1.    Die Beschwerde wird abgewiesen.

2.    Die Gerichtskosten von Fr. 700.-- werden der Beschwerdeführerin auferlegt. Rechnung und Einzahlungsschein werden der Kostenpflichtigen nach Eintritt der Rechtskraft zugestellt.

3.    Zustellung gegen Empfangsschein an:

- Rechtsanwalt Dr. Ulrich Weiss

- Sozialversicherungsanstalt des Kantons Zürich, IV-Stelle

- Bundesamt für Sozialversicherungen

sowie an:

- Gerichtskasse (im Dispositiv nach Eintritt der Rechtskraft)

4.    Gegen diesen Entscheid kann innert 30 Tagen seit der Zustellung beim Bundesgericht Beschwerde eingereicht werden (Art. 82 ff. in Verbindung mit Art. 90 ff. des Bundesgesetzes über das Bundesgericht, BGG). Die Frist steht während folgender Zeiten still: vom siebten Tag vor Ostern bis und mit dem siebten Tag nach Ostern, vom 15. Juli bis und mit 15. August sowie vom 18. Dezember bis und mit dem 2. Januar (Art. 46 BGG).

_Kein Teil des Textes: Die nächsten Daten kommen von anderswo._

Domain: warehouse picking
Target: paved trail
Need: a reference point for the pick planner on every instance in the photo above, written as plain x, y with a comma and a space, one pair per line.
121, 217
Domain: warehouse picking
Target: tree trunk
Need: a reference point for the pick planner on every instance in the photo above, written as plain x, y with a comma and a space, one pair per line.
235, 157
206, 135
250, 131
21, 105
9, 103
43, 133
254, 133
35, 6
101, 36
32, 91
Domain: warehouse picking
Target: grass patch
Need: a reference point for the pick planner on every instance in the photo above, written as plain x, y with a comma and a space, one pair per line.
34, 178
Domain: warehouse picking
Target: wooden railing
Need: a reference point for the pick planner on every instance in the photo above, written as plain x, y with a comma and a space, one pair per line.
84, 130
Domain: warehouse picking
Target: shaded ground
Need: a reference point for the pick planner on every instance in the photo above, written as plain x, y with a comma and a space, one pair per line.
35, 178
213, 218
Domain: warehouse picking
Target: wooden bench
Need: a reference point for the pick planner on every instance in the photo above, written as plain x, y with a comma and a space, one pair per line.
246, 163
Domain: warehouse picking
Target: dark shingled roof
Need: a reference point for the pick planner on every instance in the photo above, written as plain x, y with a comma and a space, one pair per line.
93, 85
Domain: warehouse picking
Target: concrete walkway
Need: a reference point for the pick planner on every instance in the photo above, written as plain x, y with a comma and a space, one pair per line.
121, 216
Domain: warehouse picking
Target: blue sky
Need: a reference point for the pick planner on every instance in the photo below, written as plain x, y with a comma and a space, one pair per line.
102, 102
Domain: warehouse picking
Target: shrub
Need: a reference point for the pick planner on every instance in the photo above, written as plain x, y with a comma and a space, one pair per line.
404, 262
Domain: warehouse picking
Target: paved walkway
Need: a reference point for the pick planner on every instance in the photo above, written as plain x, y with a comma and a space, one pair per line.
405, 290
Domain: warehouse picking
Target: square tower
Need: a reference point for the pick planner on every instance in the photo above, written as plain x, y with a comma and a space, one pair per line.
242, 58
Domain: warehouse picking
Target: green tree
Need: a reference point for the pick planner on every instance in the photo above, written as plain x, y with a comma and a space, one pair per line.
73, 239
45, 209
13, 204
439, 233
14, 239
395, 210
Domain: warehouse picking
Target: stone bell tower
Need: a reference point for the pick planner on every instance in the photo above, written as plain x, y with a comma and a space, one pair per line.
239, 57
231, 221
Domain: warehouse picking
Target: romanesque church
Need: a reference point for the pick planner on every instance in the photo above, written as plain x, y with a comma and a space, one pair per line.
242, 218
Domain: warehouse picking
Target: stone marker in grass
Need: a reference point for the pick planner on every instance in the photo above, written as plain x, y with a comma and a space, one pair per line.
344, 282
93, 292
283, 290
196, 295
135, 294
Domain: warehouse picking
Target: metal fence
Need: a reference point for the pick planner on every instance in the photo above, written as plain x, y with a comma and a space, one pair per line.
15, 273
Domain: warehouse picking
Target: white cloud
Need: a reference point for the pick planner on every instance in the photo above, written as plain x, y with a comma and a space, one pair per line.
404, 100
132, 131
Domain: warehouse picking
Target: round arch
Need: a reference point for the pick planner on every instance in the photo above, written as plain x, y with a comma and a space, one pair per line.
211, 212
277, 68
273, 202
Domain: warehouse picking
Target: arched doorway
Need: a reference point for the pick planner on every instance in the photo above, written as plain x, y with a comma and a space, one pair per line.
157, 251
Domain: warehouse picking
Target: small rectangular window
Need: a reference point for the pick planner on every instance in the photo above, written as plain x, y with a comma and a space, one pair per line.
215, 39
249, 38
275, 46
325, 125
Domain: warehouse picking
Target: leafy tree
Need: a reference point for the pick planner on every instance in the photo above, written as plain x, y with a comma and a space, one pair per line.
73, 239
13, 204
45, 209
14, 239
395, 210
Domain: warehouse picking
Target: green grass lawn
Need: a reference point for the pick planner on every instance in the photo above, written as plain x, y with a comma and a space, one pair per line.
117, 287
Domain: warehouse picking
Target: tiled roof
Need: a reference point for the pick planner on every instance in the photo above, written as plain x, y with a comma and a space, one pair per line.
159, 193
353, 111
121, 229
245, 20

    Die Beschwerdeschrift ist dem Bundesgericht, Schweizerhofquai 6, 6004 Luzern, zuzustellen.

    Die Beschwerdeschrift hat die Begehren, deren Begründung mit Angabe der Beweismittel und die Unterschrift des Beschwerdeführers oder seines Vertreters zu enthalten; der angefochtene Entscheid sowie die als Beweismittel angerufenen Urkunden sind beizulegen, soweit die Partei sie in Händen hat (Art. 42 BGG).